If you want hexadecimal floating point constant you must use exponent-format using the letter p . As in 0x1.a40010c6f7a0bp-1 (which is the hexadecimal notation for 0.820313 ).

What happens with

int b=0x3f520000;
float* c = (float*)&b;

is that you break strict aliasing and tell the compiler that c is pointing to a floating-point value (the strict aliasing break is because b isn't a floating point value). The compiler will then reinterpret the bits in *c as a float value.

Answer 2

The difference is that the first converts the value ( 0x3f520000 is the integer 1062338560), and is equivalent to this:

float a = 1062338560;
printf("value of 'a' is: %X [%x] %f\n",(int)a,(int)a, a);

The second reinterprets the representation of the int - 111111010100100000000000000000 - as being the representation of a float instead.
(It's also undefined, so you shouldn't expect it to do anything in particular.)

Answer 3

0x3f520000 is an integer constant.

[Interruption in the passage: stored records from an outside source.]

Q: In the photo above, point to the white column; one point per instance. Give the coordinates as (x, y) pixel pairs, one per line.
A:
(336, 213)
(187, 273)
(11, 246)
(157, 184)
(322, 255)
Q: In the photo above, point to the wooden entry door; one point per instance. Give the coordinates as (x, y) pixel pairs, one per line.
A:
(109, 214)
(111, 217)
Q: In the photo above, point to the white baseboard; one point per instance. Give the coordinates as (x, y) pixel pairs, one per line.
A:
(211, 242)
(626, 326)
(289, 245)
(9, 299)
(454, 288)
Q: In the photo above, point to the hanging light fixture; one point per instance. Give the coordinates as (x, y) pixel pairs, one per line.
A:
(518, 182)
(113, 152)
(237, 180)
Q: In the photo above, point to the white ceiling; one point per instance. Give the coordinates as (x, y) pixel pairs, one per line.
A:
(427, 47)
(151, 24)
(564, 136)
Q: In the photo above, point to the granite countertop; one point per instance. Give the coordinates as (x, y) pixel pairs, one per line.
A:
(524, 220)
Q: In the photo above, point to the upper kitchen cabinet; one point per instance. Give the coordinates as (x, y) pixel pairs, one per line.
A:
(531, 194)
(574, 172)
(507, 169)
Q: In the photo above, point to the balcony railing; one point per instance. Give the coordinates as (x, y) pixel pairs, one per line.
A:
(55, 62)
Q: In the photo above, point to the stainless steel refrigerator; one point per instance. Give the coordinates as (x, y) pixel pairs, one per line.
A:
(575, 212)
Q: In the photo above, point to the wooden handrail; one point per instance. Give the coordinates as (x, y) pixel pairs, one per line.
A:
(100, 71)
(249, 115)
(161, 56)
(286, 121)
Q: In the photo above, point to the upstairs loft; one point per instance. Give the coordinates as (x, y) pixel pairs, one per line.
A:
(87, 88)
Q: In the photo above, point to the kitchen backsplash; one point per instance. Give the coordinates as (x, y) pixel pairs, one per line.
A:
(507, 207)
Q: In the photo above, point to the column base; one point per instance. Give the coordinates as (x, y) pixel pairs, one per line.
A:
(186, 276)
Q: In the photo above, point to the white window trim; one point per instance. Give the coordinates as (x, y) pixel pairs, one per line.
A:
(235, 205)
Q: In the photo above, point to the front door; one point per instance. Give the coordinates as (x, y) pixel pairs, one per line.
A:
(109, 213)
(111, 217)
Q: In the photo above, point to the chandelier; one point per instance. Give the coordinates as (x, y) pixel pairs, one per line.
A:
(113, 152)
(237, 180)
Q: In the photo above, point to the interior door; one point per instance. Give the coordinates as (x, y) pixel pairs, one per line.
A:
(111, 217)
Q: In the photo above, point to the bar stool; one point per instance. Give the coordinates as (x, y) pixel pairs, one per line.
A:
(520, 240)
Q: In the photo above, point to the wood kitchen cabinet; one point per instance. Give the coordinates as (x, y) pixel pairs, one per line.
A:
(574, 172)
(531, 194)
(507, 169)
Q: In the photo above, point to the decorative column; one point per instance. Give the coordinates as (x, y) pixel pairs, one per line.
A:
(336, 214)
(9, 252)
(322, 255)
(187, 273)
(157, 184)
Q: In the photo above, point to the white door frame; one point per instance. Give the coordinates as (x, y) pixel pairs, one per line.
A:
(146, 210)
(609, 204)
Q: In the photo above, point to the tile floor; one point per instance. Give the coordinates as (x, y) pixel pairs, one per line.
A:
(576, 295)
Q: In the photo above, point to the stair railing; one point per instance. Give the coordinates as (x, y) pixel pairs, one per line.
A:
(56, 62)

When assigned to a float, the integer is converted.

Answer 4

Some more proper example of how to convert in the second case:

#include <stdio.h>
#include <string.h>
#include <stdint.h>

int main() {
  uint32_t fi = 0x3f520000;
  float f;
  memcpy(&f, &fi, sizeof(f));
  printf("%.7g\n", f);
}

it prints:

0.8203125

so that is what you expected.

The approach I used is memcpy that is the safest for all compilers and best choice for modern compilers (GCC since approx. 4.6, Clang since 3.x) that interpret memcpy as "bit cast" in such case and optimize it in a efficient and safe way (at least in "hosted" mode). That's still safe for older compilers, but not nessessarily efficient in the same way; some can prefer cast through union or ever through different pointer type. On dangers of that ways, see here or generally search "type punning and strict aliasing".

(Also, there could be some weird platforms that suffer from endianness issue that integer endianness differs from float one; ones that have byte different than 8 bits, and so on. I don't consider them here.)

UPDATE: I was starting answering to initial version of the question. Yep, bit casting and value conversion will give principally different results. That's how float numbers work.